WASHINGTON – Finding a drug therapy for patients with Alzheimer’s disease that not only improves symptoms but also slows or stops the underlying disease process and results in disease modification will be a major challenge.
Disease modification “indicates the drug is attacking the underlying biology of the disease. The medications we have now affect only symptoms and are palliative,” Dr. David S. Knopman said in an interview during the Alzheimer’s Association International Conference 2015.
Designing trials capable of identifying disease-modifying drugs “turns out to be very challenging. In principle, a drug with disease-modifying effects would have bigger and more enduring effects, could be started earlier in the disease, and would ultimately be of greater benefit to patients and to society,” said Dr. Knopman, a professor of neurology at the Mayo Clinic in Rochester, Minn. He participated in a session at the meeting focused on the potential design of trials that could test a drug’s disease-modifying effect.
The most likely design that researchers seem ready to use is a “delayed-start” trial, in which placebo-treated patients who serve as controls in the initial, blinded, and randomized phase of an efficacy trial then cross over to open-label treatment once the first segment primary-endpoint stage is finished. In most trials “the open-label, long-term extension will occur anyway,” so adding a delayed-start element following the end of an efficacy trial “does not add a lot of complication to the design,” he said.
Two factors make a delayed-start analysis challenging. First, the drug needs to show efficacy during the initial, double-blinded phase. “Only if you see both a cognitive and some sort of functional-outcome benefit can you engage in the delayed-start analysis, to see if the effect is enduring,” Dr. Knopman said. The second limitation is patient drop out. “An open-label, long-term extension over another 1, 2, 3 years will invariably lead to subjects dropping out because of health issues or social matters and that makes the statistical analysis more complicated.” During one trial that was discussed in depth at the session, about 40% of patients who entered the delayed-start phase had left the study by the time this stage finished 2 years later.

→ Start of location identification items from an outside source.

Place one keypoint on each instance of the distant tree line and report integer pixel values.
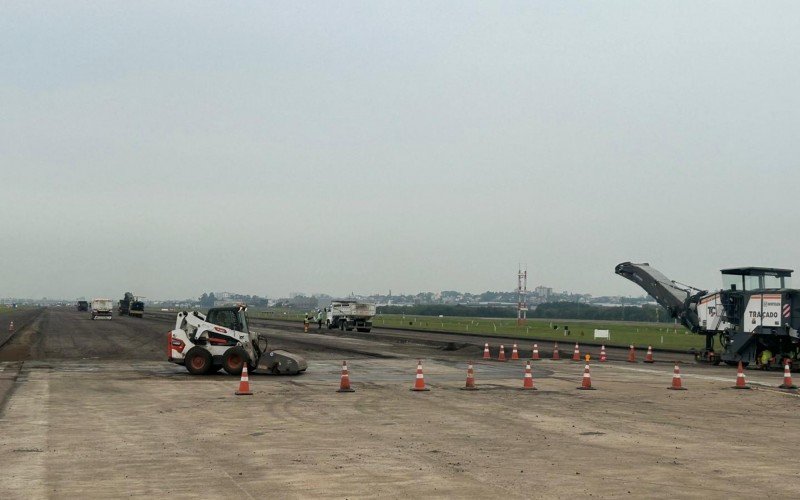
(561, 310)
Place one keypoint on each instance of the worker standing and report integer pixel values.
(766, 354)
(319, 319)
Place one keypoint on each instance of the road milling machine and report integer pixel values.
(756, 312)
(222, 339)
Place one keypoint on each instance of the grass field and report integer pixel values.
(659, 335)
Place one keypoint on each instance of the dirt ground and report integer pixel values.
(135, 425)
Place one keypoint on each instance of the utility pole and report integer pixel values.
(522, 296)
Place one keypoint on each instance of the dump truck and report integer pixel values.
(222, 339)
(130, 305)
(101, 308)
(349, 314)
(753, 318)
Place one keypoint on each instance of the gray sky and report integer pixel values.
(169, 148)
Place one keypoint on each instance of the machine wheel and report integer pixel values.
(234, 360)
(198, 361)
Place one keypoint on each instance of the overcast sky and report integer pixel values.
(169, 148)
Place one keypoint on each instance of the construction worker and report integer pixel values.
(766, 356)
(319, 319)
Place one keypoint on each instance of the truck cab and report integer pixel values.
(136, 309)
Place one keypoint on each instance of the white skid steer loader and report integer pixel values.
(222, 339)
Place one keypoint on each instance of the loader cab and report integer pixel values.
(234, 318)
(756, 278)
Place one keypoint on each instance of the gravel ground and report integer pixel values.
(96, 411)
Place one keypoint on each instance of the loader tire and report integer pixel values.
(234, 360)
(198, 361)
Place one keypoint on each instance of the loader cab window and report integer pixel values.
(733, 282)
(747, 279)
(773, 281)
(242, 322)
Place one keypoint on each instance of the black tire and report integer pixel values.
(198, 361)
(234, 360)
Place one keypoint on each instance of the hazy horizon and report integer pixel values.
(171, 148)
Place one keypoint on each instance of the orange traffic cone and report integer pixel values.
(787, 377)
(740, 381)
(244, 383)
(576, 354)
(676, 380)
(470, 379)
(501, 356)
(419, 384)
(586, 385)
(344, 384)
(632, 355)
(527, 381)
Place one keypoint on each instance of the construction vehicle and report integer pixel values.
(130, 305)
(101, 308)
(349, 314)
(222, 339)
(755, 313)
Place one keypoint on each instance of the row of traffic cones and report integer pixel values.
(527, 381)
(576, 353)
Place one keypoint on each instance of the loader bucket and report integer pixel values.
(280, 362)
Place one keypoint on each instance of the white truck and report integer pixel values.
(101, 308)
(349, 314)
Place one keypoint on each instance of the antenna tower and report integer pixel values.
(522, 296)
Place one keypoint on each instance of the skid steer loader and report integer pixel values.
(222, 339)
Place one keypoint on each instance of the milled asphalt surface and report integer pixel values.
(97, 412)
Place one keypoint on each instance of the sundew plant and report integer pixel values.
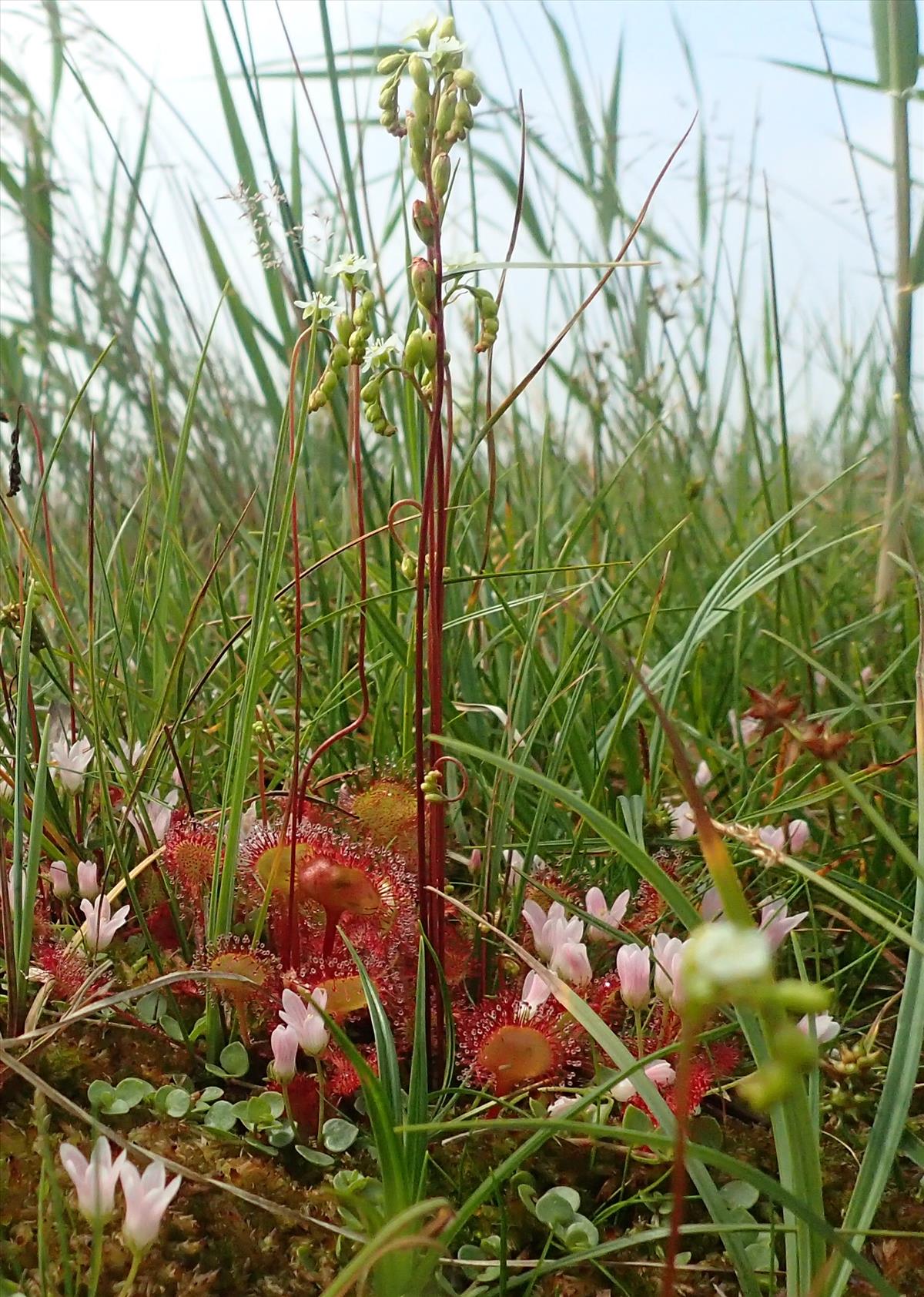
(462, 776)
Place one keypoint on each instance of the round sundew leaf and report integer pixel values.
(339, 1134)
(220, 1116)
(131, 1090)
(178, 1103)
(557, 1205)
(235, 1060)
(736, 1194)
(314, 1156)
(100, 1094)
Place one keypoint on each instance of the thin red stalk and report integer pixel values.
(678, 1174)
(357, 449)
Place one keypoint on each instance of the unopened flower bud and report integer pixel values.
(446, 110)
(413, 349)
(423, 220)
(420, 73)
(429, 348)
(424, 283)
(390, 64)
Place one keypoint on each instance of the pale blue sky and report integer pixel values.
(825, 263)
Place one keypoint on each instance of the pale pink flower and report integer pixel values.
(683, 825)
(550, 927)
(60, 880)
(87, 880)
(159, 813)
(711, 906)
(776, 923)
(95, 1179)
(569, 960)
(634, 965)
(284, 1043)
(658, 1071)
(69, 762)
(563, 1105)
(534, 994)
(825, 1027)
(305, 1020)
(147, 1198)
(748, 726)
(666, 951)
(597, 907)
(102, 923)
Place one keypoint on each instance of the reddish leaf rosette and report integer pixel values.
(503, 1047)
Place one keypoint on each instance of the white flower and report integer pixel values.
(569, 960)
(69, 762)
(546, 927)
(683, 825)
(284, 1043)
(668, 951)
(381, 349)
(776, 923)
(319, 305)
(147, 1198)
(563, 1105)
(634, 965)
(60, 880)
(350, 265)
(159, 813)
(658, 1071)
(127, 758)
(95, 1179)
(534, 994)
(305, 1020)
(102, 923)
(595, 904)
(722, 960)
(825, 1027)
(89, 880)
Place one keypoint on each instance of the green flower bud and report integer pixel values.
(420, 73)
(424, 283)
(424, 32)
(413, 349)
(441, 174)
(801, 997)
(423, 106)
(446, 110)
(770, 1084)
(423, 221)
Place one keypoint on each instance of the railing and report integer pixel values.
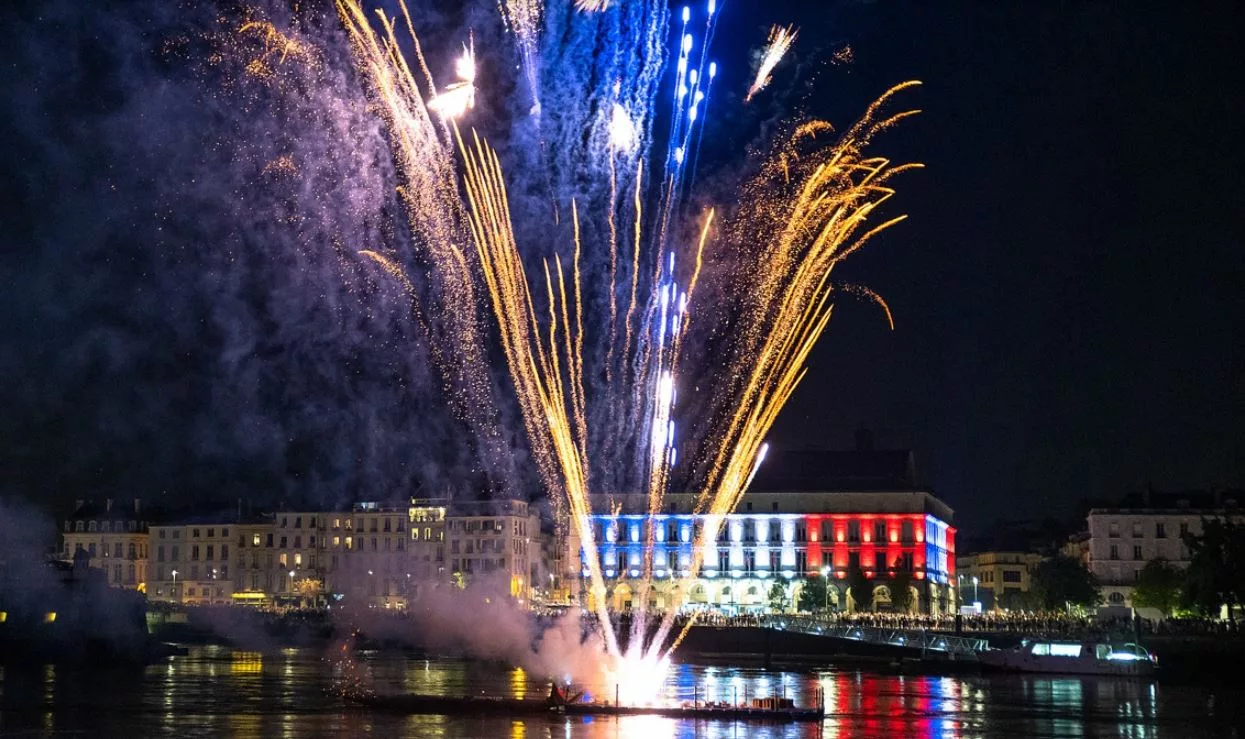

Despite these issues, adding a delayed-start phase to drug trials likely will become increasingly common, Dr. Knopman predicted. Drug developers “will probably include this as a secondary analysis because it doesn’t add much expense or added burden on participants, so it seems like a win-win.” Plus, representatives from the Food and Drug Administration who participated in the session seemed to endorse the general concept, he noted. But the most important caveat remains, he stressed: “You have to first show primary-outcome results. Only then you can talk about disease modification.”
The delayed-start trial design was developed by Eli Lilly. Dr. Knopman received an honorarium from Lilly for chairing the data and safety-monitoring committee for two of their trials through 2012, but since then he has not had a financial relationship with the company. He currently is an investigator in a trial sponsored by Lilly. He said he has no other disclosures.